Amazon.com Widgets

As featured on p. 218 of "Bloggers on the Bus," under the name "a MyDD blogger."

Tuesday, March 11, 2008

On the Other Hand...

And now, in my typically schizophrenic way, let me talk about some of the good things going on in Congress.

Nancy Pelosi did file the lawsuit against Josh Bolten and Harriet Miers, in an attempt to force them to testify in the US Attorney firings. This is a case where the lawsuit is arguably more important than the information Congress wants to receive as a result of it. The separation of powers and the need for Congress to conduct meaningful and Constitutionally mandated oversight is crucial to our continuing as a democracy. Furthermore, it's time we nipped the expansion of "executive privilege" in the bud. George Bush has taken it to mean that everyone who ever talked to the President at any point is covered by the privilege, even if, as he admits, he had no discussion with these two over the US Attorney firings. Despite what should be an open and shut case, the dark cloud on the horizon is this:

The case was assigned to U.S. District Judge John Bates, an appointee of President Bush and a former prosecutor in the Whitewater criminal investigation of the Clintons in the 1990s.


This is really not good because if the precedent becomes Bush's theory of executive privilege, we've lost Congress as a viable entity. But if Congress did nothing, the same precedent would hold. So they have to press this.

We've also seen hearings on executive pay last week, and once that gets into the ugly light of day it'll be hard for CEOs to continue enriching themselves to the ridiculous degree they do. I liked my Congressman's statement on the two Americas.

“There seem to be two economic realities operating in our country today,” Representative Henry A. Waxman, Democrat of California, the committee chairman, said as the hearing opened Friday morning. “Most Americans live in a world where economic security is precarious and there are real economic consequences for failure. But our nation’s top executives seem to live by a different set of rules.”


Most important, there's talk of a new FISA deal in the House, which is substantially better than the first leaked deal from last week.

In continued defiance of the White House, House Democratic leaders are readying a proposal that would reject giving legal protection to the phone companies that helped in the National Security Agency’s program of wiretapping without warrants after the Sept. 11 attacks, Congressional officials said Monday.

Instead of blanket immunity, the tentative proposal would give the federal courts special authorization to hear classified evidence and decide whether the phone companies should be held liable. House Democrats have been working out the details of their proposal in the last few days, officials said, and expect to take it to the House floor for a vote on Thursday….

It would impose tougher restrictions on National Security Agency eavesdropping than the Senate version does by requiring court approval before the agency’s wiretapping procedures, instead of approval after the fact. It would also reject retroactive immunity for the phone carriers [...]

Under the proposal, the courts would be given authority to hear classified evidence in the civil suits — perhaps on an “ex parte” basis, with only one side in attendance — to determine whether the companies are immune from liability.
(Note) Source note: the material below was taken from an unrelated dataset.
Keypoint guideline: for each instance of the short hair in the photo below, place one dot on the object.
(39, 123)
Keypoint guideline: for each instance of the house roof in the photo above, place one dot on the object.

Officials said the proposal would most likely give that authority to a federal district court, but it is possible that the Foreign Intelligence Surveillance Court in Washington could be given that authority instead….


If the telecoms could present evidence in their defense, a key argument made by the Bush Administration, that the phone companies can't defend themselves in court and therefore need immunity, would be lost. Moving the decision to the federal courts on whether or not to give immunity also makes more sense than allowing Congress to do it. This is not a bill that would ever be signed, but it strings out the discussion of the bill. Personally I don't think anything should pass. And the continuing negotiations on FISA suggests that nothing will this year. Once again, there's no public constituency for telecom amnesty, and thus no reason to give it to a Bush Administration that just wants to immunize themselves.